And I thought it was interesting to talk about the use in satellites because today it is fully accepted and common, but I guess it was not very obvious at that time. The first satellites were battery-powered -Sputnik I was battery-powered. There is another source that uses a form of nuclear energy to power satellites. Using the radioactive decay of plutonium. But solar technology is the most common form. All satellites in orbit today use solar power.

The space station has the most power of what's in orbit right now on Earth, and that use came from 1958 and the laboratory conditions that were used at that time.

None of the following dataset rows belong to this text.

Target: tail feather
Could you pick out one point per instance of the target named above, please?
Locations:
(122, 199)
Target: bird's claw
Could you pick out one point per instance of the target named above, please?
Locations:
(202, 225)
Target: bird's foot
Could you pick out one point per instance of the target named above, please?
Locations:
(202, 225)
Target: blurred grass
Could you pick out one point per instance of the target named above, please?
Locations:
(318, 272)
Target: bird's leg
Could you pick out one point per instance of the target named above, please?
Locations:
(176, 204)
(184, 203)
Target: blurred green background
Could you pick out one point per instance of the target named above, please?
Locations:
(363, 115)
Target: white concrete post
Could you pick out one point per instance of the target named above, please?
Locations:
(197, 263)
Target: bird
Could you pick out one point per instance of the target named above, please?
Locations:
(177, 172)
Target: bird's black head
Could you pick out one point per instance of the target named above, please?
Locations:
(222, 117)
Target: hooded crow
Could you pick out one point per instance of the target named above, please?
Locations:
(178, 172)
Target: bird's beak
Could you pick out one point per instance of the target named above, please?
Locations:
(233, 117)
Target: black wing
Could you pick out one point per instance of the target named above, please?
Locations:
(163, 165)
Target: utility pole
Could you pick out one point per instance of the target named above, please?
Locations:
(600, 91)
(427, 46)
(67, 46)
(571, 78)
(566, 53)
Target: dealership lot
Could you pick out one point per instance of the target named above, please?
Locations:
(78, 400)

And already after that, we can go to the commercial applications on Earth, that we know today. We can start with some remote, off-grid communities. Then we can go to other commercial and residential applications. And from there, to the renewable boom we are experiencing now.

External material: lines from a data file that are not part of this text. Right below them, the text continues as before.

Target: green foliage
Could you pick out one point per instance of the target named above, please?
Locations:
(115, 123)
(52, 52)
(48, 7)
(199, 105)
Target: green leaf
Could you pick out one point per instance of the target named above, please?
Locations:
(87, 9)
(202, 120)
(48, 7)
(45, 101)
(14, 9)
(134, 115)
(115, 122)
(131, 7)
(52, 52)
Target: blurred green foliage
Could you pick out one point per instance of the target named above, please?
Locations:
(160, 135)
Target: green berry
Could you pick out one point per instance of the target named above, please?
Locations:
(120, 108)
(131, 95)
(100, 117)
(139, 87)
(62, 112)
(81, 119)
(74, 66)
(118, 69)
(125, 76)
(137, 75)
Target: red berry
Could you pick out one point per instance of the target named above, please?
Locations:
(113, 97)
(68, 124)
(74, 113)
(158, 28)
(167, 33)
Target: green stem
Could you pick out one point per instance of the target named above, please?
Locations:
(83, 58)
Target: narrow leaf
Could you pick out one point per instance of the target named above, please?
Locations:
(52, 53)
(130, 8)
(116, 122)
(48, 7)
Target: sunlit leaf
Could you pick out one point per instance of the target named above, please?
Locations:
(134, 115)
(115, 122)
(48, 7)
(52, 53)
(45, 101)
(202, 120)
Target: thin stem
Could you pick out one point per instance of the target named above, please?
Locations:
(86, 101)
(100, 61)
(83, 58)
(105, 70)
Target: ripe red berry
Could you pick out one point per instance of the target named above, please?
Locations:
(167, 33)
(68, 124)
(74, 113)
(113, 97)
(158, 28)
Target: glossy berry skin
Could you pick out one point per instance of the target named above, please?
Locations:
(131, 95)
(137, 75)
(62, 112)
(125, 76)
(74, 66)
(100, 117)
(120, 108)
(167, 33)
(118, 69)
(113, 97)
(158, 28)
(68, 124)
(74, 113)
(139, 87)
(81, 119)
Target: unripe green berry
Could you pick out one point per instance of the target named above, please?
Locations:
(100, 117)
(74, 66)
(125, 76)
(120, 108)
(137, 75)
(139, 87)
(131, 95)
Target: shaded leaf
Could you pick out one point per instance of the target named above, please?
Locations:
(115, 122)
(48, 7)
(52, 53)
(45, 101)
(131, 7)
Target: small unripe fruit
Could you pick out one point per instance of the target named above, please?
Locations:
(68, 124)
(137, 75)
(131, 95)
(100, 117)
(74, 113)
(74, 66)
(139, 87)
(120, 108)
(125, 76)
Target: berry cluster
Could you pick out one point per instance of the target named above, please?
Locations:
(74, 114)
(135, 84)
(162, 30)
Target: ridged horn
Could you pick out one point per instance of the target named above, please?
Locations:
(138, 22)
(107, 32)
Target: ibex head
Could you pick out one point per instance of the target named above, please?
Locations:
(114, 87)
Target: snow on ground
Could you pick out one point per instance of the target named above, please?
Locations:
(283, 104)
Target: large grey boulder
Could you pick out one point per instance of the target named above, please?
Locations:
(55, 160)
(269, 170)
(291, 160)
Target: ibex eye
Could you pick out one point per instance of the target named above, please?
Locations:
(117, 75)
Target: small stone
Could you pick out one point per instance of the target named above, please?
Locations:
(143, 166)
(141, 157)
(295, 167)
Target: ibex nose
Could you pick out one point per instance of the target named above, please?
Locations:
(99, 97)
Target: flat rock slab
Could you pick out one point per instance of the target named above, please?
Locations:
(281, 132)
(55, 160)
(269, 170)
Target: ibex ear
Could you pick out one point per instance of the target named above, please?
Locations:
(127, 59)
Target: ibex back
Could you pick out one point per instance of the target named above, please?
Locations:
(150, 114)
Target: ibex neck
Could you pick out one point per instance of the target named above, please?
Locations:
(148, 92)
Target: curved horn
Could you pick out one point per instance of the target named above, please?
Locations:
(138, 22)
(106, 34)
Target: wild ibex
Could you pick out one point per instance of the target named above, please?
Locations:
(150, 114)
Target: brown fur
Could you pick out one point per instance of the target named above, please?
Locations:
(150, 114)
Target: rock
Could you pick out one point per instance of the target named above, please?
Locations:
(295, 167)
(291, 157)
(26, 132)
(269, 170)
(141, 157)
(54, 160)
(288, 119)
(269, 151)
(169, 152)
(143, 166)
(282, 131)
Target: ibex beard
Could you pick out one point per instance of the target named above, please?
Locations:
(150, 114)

What is the origin of this boom? We can summarize it in two factors. First, social awareness. And secondly, economic viability. If we start by talking about social awareness, then we can say that the boom in renewable energies is not only about social awareness, but also about economic viability. If we start talking for social awareness. This started with the active fight against climate change with recurring sustainability issues, such as resource scarcity, environmental pollution, nuclear disasters, etc. And from this arose, for example, the first breakthrough at the political level, which is the famous Kyoto Protocol of years ago, and the subsequent Paris Agreement, which is the one currently in force.

However, although social conditioning was and still is the beginning of the renewable revolution, the real reason for the massive deployment of renewables, and especially solar energy, is economic viability. This is mainly due to falling prices. In just ten years, module prices have fallen by 80%. And that is where we can talk about this boom, especially in our specialty, which is solar energy.

Solar energy sectors breakdown


It's very interesting, of course.


So if you agree, what we are going to do now is to start talking a little bit about the difference between the different sectors of solar energy, such as residential, commercial and utility scale.


Great, so I'll start if you want. On the residential side, these are the projects that you can have in your house or the panels that you can install inside your house. They are self-consumption projects so that the houses themselves, because the energy they consume is produced by solar energy. Or even this currently with marketers that let you sell that surplus production if you do not consume it internally in your home, you can inject it back into the network and thus lower your electricity bill even more.

These facilities are usually very small installations that are installed on the roofs of houses and usually have a size of between 10-20 plates and between 3 and 10 kilowatts.

Then we would move on to commercial or industrial installations. These are larger installations. They would also be for self-consumption, but for companies or factories. And they would also be installed on the roofs of companies, buildings or factories.

These are, therefore, economically more viable because of the economies of scale that they have at the end. And that is the reason for the financing that these companies have, because they are expensive projects and, well, the size of these installations would be around 100 to 1,000 panels and between 50 and 200 kilowatts.

Although it is true that in recent years, there are larger companies that have already begun to install projects not only on the roofs of their companies, but also in parking lots, on the roofs of parking lots or even on empty land next to their companies. They can be projects that can even reach up to megawatts of capacity. To get into what we are interested in. Let's see if Felix can tell us a little more about projects of this scale.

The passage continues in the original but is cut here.